Response 11: Thanks for your friendly reminder. We split it into two paragraphs in the revised manuscript.
Figures
Point12:Figure 4. I appreciate that information about where each gene was identified is now included. When you say a gene was identified from J18h and J14d does that mean it is differentially expressed between those timepoints? Clarify in the figure caption.
Response 12: Thanks for your friendly reminder. CUG, MSTN, CAT and INN were differentially expressed between J0h and J14d; SPI, FAT, FER, HCS and SIF were differentially expressed between J18h and J14d; GIU was differentially expressed between J0h and J18h. We have made changes in the revised manuscript (L347-349).
Comments on the Quality of English Language
Point13:I found the paper understandable. The issues with English language apply more in terms of readability and clarity of the text. Verbs are not always correctly conjugated and there are some mix-ups between plural and singular. The word "force" was used in a way that I am not familiar with.

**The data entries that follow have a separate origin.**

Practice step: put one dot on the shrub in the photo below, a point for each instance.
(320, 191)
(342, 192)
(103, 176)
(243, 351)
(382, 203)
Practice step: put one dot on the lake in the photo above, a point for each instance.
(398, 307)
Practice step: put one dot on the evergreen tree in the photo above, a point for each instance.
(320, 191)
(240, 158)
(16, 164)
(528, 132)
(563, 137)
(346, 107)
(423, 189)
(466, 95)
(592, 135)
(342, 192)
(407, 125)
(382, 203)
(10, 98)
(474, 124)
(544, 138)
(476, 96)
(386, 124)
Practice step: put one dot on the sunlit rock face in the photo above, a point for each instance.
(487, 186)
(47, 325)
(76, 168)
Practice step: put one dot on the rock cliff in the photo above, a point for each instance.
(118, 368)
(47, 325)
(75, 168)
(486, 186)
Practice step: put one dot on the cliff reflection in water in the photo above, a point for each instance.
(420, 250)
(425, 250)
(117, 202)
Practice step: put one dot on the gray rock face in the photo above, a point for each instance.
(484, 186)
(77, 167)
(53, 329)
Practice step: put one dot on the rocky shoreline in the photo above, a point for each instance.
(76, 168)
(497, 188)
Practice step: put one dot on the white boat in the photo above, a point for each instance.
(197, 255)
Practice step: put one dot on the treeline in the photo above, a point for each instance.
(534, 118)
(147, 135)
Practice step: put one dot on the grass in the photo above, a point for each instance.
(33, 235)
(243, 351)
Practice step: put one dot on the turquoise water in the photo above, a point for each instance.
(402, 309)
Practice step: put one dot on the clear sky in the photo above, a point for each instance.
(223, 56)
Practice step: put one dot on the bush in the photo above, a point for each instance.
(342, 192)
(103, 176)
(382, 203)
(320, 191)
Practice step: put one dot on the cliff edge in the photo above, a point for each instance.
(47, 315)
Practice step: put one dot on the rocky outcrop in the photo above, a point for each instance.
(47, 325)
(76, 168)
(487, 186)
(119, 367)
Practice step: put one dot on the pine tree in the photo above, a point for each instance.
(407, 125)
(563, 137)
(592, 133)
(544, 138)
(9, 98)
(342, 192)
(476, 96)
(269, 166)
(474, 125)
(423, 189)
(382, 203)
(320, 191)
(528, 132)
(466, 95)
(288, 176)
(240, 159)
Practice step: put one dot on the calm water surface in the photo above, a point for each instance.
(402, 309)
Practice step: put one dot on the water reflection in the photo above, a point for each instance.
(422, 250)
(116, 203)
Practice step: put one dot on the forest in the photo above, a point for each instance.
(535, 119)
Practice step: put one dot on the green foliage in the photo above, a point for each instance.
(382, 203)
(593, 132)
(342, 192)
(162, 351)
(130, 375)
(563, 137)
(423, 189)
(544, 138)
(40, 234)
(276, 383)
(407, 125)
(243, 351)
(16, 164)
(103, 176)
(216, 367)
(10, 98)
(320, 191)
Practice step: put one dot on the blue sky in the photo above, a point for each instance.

Response 13: We sincerely appreciate the valuable comments. The manuscript has been checked by a colleague fluent in English writing, focusing on some verbs, prepositions and the normalization of single and plural. We replaced force with "remove" in the revised manuscript.
Author Response File: Author Response.pdf
Reviewer 2 Report
Comments and Suggestions for AuthorsI have no further questions.
Author Response
We would like to express our great appreciation to you for the positive and constructive comments and suggestions.